Before the Battle of Arras, the 184th Tunnelling Company were engaged in Arras on Fish Avenue Tunnel, and in helping construct emplacements for heavy mortars. The British forces controlling Arras had decided to re-use the ancient underground quarries in the town to aid a planned offensive against the Germans, whose trenches ran through what are now the eastern suburbs of the town. The underground quarries were to be linked up by tunnels so that they could be used both as shelters from the incessant German shelling and as a means of conveying troops to the front in secrecy and safety. From October 1916, the tunnelling companies of the Royal Engineers had been constructing tunnels for the troops, focusing on Carrière Wellington, a former underground quarry in Ronville near Arras. The New Zealand Tunnelling Company had carried out a first exploration of the underground quarries in the Ronville and Saint-Sauveur districts of Arras on 5 November 1916. While the New Zealanders were moving into place, the 184th Tunnelling Company began work on connection tunnels at Saint-Sauveur on 25 November 1916. The scale of this undertaking was enormous: in one sector alone four Tunnelling Companies worked around the clock in 18-hour shifts for two months. By the end of January 1917, the Royal Engineers had constructed 20 kilometres of tunnels linking the ancient underground quarries of Arras. The tunnel system could accommodate 24,000 men and was equipped with running water, electric light, kitchens, latrines, a small power station and a medical centre with a fully equipped operating theatre.
Passchendaele 1917
184th Tunnelling Company moved to Nieuwpoort in June 1917. Worked on underground shelters along the coast to De Panne. 184th Tunnelling Company then moved to Ypres-Brielen sector to prepare tank crossings over Ypres canal for attack on 31 July 1917, the beginning of the Battle of Passchendaele. In connection with that battle, the unit helped six fighting tanks cross the Steenbeek on 22 August 1917. On that day, 8 Company had 10 fighting tanks and two supply tanks in action.
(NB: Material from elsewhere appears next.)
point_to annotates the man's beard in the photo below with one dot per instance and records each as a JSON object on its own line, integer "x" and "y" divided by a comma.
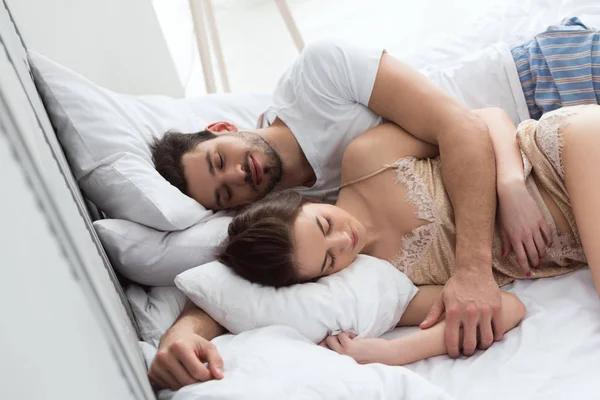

In April 1918, the 184th and several other tunnelling companies were forced to move from their camps at Boeschepe, when the enemy broke through the Lys positions during the Spring Offensive. These units were then put on duties that included digging and wiring trenches over a long distance from Reningelst to near Saint-Omer. The operation to construct these fortifications between Reningelst and Saint-Omer was carried out jointly by the British 171st, 173rd, 183rd, 184th, 255th, 258th, 3rd Canadian and 3rd Australian Tunnelling Companies.